Meloni applaudit la proposition de la Commission sur l'origine de l'assurance

« L'Italie a joué et joue un rôle décisif dans le changement de l'approche européenne de la gestion des flux migratoires », dit-il

Madrid, avril. (Appuyez sur Europa) –

Le Premier ministre d'Italie, Giorgia Meloni, a déclaré mercredi « une grande satisfaction » pour la proposition de la Commission européenne d'établir une première liste européenne de « pays sûrs » qui comprend le Bangladesh, l'Égypte et la Tunisie.

« Il s'agit d'une autre confirmation du succès de la direction adoptée par le gouvernement italien au cours de ces années et du soutien d'un nombre croissant de pays européens. L'Italie a joué et joue un rôle décisif dans le changement de l'approche européenne de la gestion des flux migratoires », a-t-il déclaré sur les réseaux sociaux.

Meloni s'est inscrit à la proposition, faisant référence au fait que si l'Europe a commencé à hiérarchiser des questions telles que « la défense des frontières extérieures, la lutte contre l'immigration irrégulière massive » ou « le renforcement des politiques de rapatriement », est « dans une large mesure par la détermination et la ténacité de l'Italie ».

« Les faits montrent que nous avons raison et que nous sommes sur la bonne voie », a déclaré le Premier ministre, en plus de « positif » la proposition de la Commission de faire avancer l'entrée en vigueur de certaines composantes du pacte sur la migration et l'asile. « 

En ce sens, il a mis l'accent sur « la possibilité de désigner des pays sûrs avec des exceptions territoriales et pour certaines catégories ». « Ce sont des éléments qui permettent d'activer les procédures frontalières accélérées pour les migrants qui arrivent de certains pays, comme le prévoient le protocole italien-albanais », s'est-il installé.

Proposition de Bruxelles

Bruxelles affirme que l'idée de désigner les pays d'origine « sûrs » n'a rien à faire « avec la proposition des pays tiers » et n'aura aucun impact « sur l'autre projet qui occupe l'Union européenne pour accélérer les déportations, qui comprend la proposition de créer des centres d'expulsion dans des pays tiers tels que essayer de faire l'Italie en Albanie.

Un porte-parole de la communauté a précisé lors d'une conférence de presse à Bruxelles que qu'un pays est considéré comme « sûr » dans le cadre de la nouvelle liste « n'établit pas automatiquement une garantie de sécurité pour tous ses ressortissants », afin que chaque cas de pétition d'asile doit continuer à être examiné individuellement.

La Commission a également demandé d'avancer dans la mesure du possible l'application du pacte de migration et d'asile, qui doit entrer en vigueur tout au long de l'UE au plus tard en juin 2026, de sorte que la disposition par laquelle elle sera traitée de toute urgence ou dans les processus frontaliers directement les demandes d'asile des pays nationaux inférieurs à 20% sont appliqués dès que possible.

Centres en Albanie

Au début, les deux centres promus par l'Italie sur le territoire albanais étaient destinés aux personnes secourues en Méditerranée et qui n'avaient pas le droit d'asile «a priori», par exemple parce qu'elle provient d'un pays sûr.

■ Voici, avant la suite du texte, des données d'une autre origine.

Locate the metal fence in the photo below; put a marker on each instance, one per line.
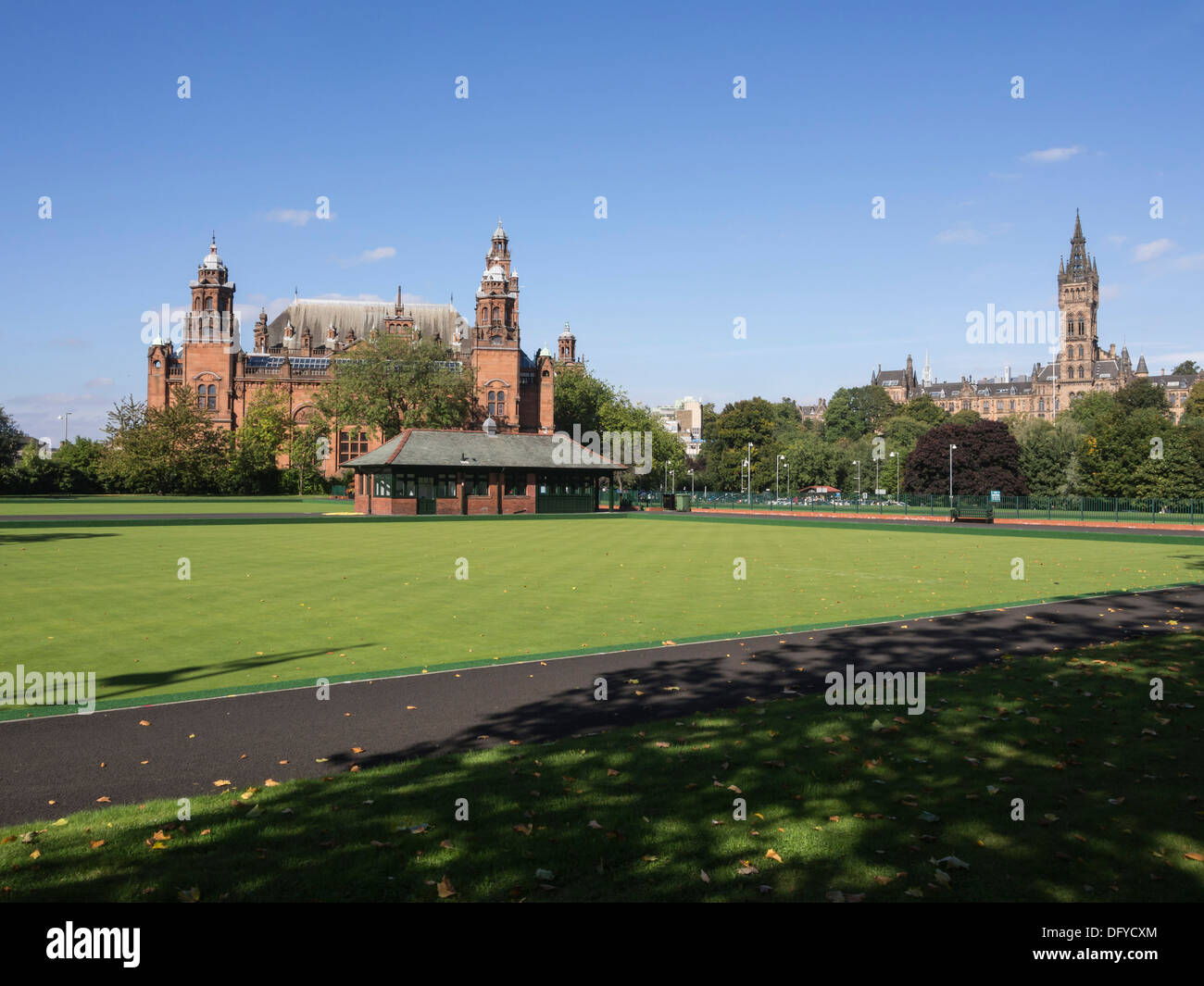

Cependant, le juge Misgivings a conduit l'exécutif à les transformer en centres permanents pour le rapatriement (RCR).

Le ministre de l'Intérieur Matteo Piancetedosi a revendiqué la nécessité de « explorer de nouvelles façons de gérer le phénomène migratoire » tandis que le gouvernement attend toujours la future déclaration de la cour de justice de l'Union européenne (TJue) sur la légalité des centres de l'Albanie.

Le début de ce programme de transferts signifiait le début de l'un des plans star de Meloni pour lutter contre l'immigration irrégulière et dissuader les futurs arrivées de migrants. Cela découle d'un accord bilatéral signé en novembre 2023 par l'Italie et l'Albanie, un pays qui a accepté d'accueillir des migrants secourus dans les eaux internationales.